I. La stabilisation du régime politique par le système institutionnel de 1958
A. Le renforcement des pouvoirs exécutifs comme réponse aux crises
L'article 20 de la Constitution prévoit que le gouvernement détermine et conduit la politique de la nation, illustrant ainsi un renforcement du pouvoir exécutif face à un législatif souvent instable.
La jurisprudence du Le Conseil constitutionnel a affirmé ce renforcement en validant des mesures qui accroissent les prérogatives du Président, comme dans la décision n° 2000-437 DC du 15 juin 2000.
Selon la doctrine, ce renforcement est perçu comme une nécessité pour éviter l'instabilité gouvernementale qui avait caractérisé la IVe République.
(Transition) Cette étude du renforcement des pouvoirs exécutifs comme réponse aux crises étant menée, il reste à analyser l'instauration d'un régime semi-présidentiel.
B. L'instauration d'un régime semi-présidentiel
La Constitution définit un régime semi-présidentiel où le Président dispose de pouvoirs étendus, notamment en matière de dissolution de l'Assemblée nationale (article 12).
La jurisprudence a confirmé cette dualité dans le fonctionnement des institutions, comme l'illustre la décision n° 2002-461 DC du 27 mars 2002 qui souligne l'équilibre entre les pouvoirs.
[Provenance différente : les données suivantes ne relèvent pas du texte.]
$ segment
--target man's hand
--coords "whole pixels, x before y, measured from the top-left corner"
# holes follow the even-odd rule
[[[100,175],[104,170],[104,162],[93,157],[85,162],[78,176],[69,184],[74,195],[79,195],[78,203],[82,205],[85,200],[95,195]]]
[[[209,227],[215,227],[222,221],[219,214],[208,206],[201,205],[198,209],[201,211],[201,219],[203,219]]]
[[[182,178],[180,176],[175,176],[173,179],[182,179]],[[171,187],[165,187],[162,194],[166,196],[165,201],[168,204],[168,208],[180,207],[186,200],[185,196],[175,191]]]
Les analyses doctrinales mettent en avant que ce modèle permet d'assurer une continuité dans l'action gouvernementale tout en maintenant un contrôle parlementaire.
(Transition) Néanmoins, cette étude de la stabilisation du régime politique par le système institutionnel de 1958 doit être complétée par l'analyse des tensions engendrées par le système institutionnel de 1958.
II. Les tensions engendrées par le système institutionnel de 1958
A. Les risques d'une concentration excessive des pouvoirs
L'article 16 permet au Président d'exercer des pouvoirs exceptionnels en cas de crise, soulevant des inquiétudes quant à un potentiel abus de pouvoir.
La jurisprudence a parfois dû intervenir pour limiter ces prérogatives, comme dans la décision n° 2010-614 DC du 9 décembre 2010 qui rappelle les limites constitutionnelles.
La doctrine critique cette concentration des pouvoirs, arguant qu'elle peut nuire à l'équilibre démocratique et favoriser un autoritarisme latent.
(Transition) Néanmoins, cette analyse des risques d'une concentration excessive des pouvoirs doit être complétée par un examen des défis posés à la représentation démocratique.
B. Les défis posés à la représentation démocratique
Le mode d'élection du Président au suffrage universel direct (article 7) peut créer une dynamique où le Président se positionne comme représentant unique du peuple, marginalisant ainsi le rôle du Parlement.
La jurisprudence a reconnu ces tensions, notamment dans ses décisions sur les lois organiques qui régissent les élections législatives.
Les analyses doctrinales soulignent que cette situation peut mener à une déconnexion entre les élus et leurs électeurs, remettant en question la légitimité démocratique du système.